In adult rats, when plasma osmolality increases, water flows across the blood-brain barrier down its concentration gradient from brain to plasma, and brain volume deceases. The brain responds to this stress by gaining osmotically active solutes, which limit water loss. This phenomenon is termed brain volume (water) regulation. We tested the hypothesis that brain volume regulation is more effective in young lambs and adult sheep than in fetuses, premature lambs, and newborn lambs. Brain water responses to acute hyperosmolality were measured in the cerebral cortex, cerebellum, and medulla of fetuses at 60 and 90% of gestation, premature ventilated lambs at 90% of gestation, newborn lambs, young lambs at 20-30 days of age, and adult sheep. After exposure of the sheep to increases in systemic osmolality with mannitol plus NaCl, brain water content and electrolytes were quantified. The ideal osmometer is a system in which impermeable solutes do not enter or leave in response to an osmotic stress.
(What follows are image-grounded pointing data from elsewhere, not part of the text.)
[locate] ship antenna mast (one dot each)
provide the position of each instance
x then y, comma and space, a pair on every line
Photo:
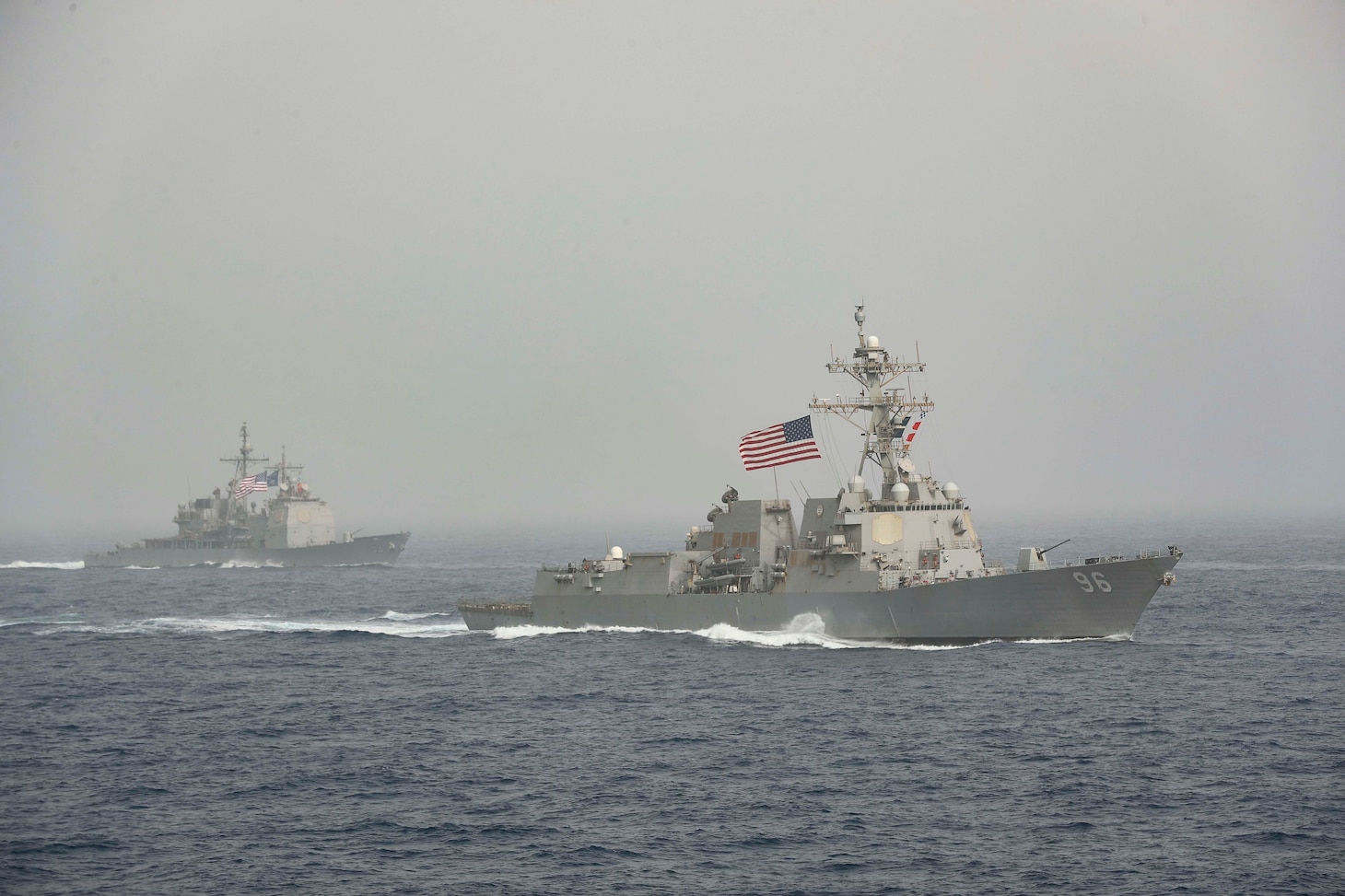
889, 408
241, 466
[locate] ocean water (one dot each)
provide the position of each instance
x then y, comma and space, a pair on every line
338, 731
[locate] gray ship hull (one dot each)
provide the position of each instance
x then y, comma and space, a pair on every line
363, 551
1094, 600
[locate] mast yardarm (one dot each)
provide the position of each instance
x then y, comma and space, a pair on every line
874, 370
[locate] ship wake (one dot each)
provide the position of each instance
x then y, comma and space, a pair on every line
804, 630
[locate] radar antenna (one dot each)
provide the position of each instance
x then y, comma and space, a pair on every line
889, 409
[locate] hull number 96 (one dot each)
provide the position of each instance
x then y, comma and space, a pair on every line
1096, 584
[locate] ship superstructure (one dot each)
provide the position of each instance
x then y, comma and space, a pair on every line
292, 528
904, 564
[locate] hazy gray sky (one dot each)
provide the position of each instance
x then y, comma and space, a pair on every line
530, 262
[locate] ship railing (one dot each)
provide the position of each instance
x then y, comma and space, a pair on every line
1103, 559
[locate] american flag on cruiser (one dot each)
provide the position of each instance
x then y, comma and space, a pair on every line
779, 444
251, 483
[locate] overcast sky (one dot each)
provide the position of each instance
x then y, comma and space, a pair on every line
515, 264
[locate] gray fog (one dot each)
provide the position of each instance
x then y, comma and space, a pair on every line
515, 264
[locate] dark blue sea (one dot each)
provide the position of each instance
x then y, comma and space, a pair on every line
338, 731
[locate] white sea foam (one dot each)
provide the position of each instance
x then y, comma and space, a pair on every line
393, 613
804, 630
237, 624
509, 633
25, 564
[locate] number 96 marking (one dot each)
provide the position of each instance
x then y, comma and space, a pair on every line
1096, 584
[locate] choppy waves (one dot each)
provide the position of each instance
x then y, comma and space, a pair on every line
429, 624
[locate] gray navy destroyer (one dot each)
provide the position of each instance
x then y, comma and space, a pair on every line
901, 565
295, 528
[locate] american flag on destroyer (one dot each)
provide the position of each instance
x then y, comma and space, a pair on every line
779, 444
251, 483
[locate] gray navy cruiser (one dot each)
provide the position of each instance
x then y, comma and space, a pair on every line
292, 529
901, 565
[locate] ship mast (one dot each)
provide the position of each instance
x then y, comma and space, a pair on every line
241, 466
891, 411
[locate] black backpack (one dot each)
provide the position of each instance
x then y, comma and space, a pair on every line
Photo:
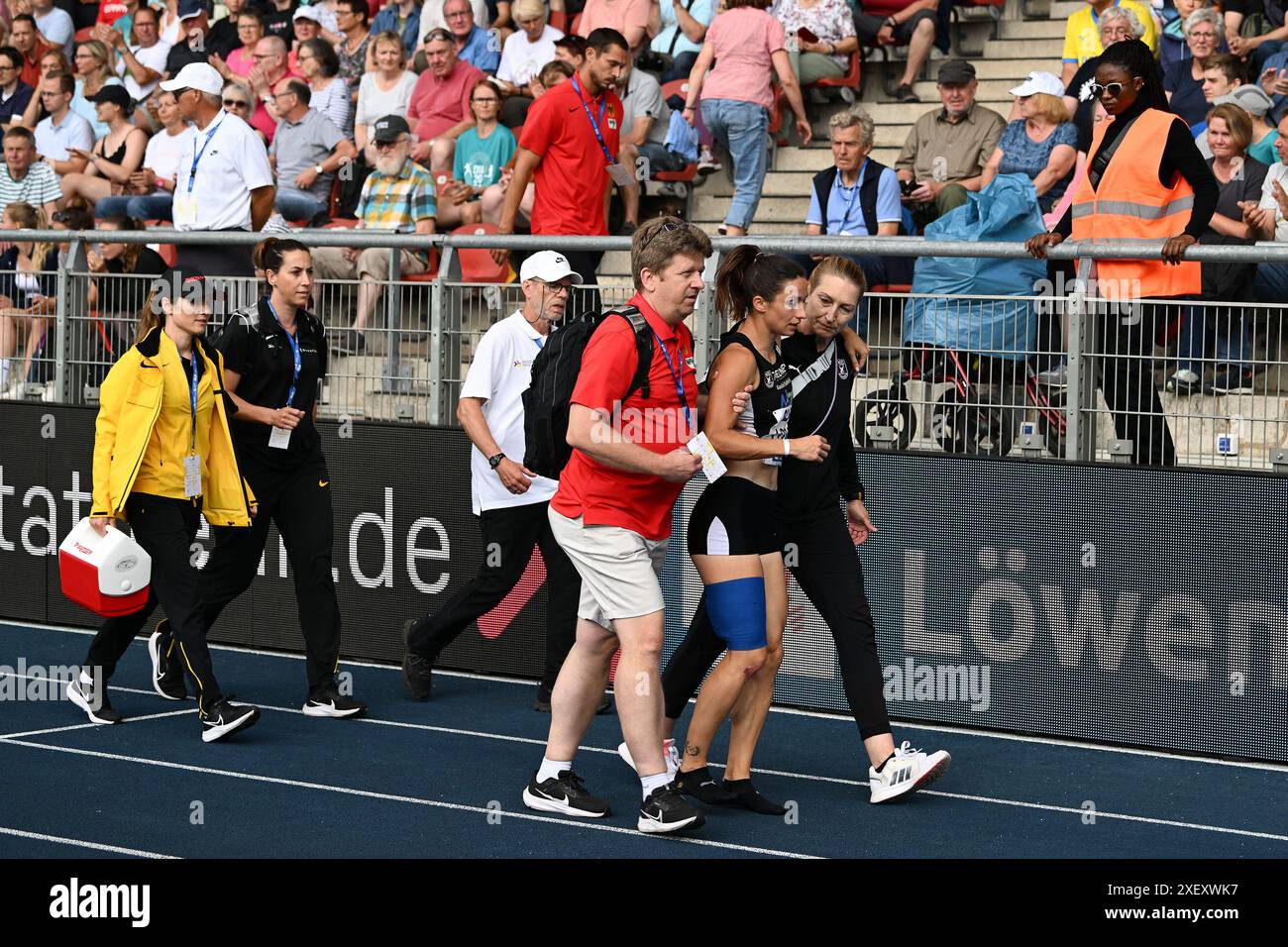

There were significant differences from an ideal osmometer in the cerebral cortex of fetuses at 90% of gestation, cerebral cortex, and cerebellum of newborn lambs, and cerebral cortex, cerebellum, and medulla of young lambs and adult sheep; however, there were no differences in the brain regions of fetuses at 60% of gestation and premature lambs, cerebellum and medulla of fetuses at 90% of gestation, and medulla of newborn lambs. We conclude that 1) brain water loss is maximal and brain volume regulation impaired in most brain regions of fetuses at 60 and 90% of gestation and premature lambs; 2) brain volume regulation develops first in the cerebral cortex of the fetuses at 90% of gestation and in the cerebral cortex and cerebellum of newborn lambs, and then it develops in the medulla of the lambs at 20-30 days of age; 3) brain water loss is limited and volume regulation present in the brain regions of young lambs and adult sheep; and 4) the ability of the brain to exhibit volume regulation develops in a region- and age-related fashion.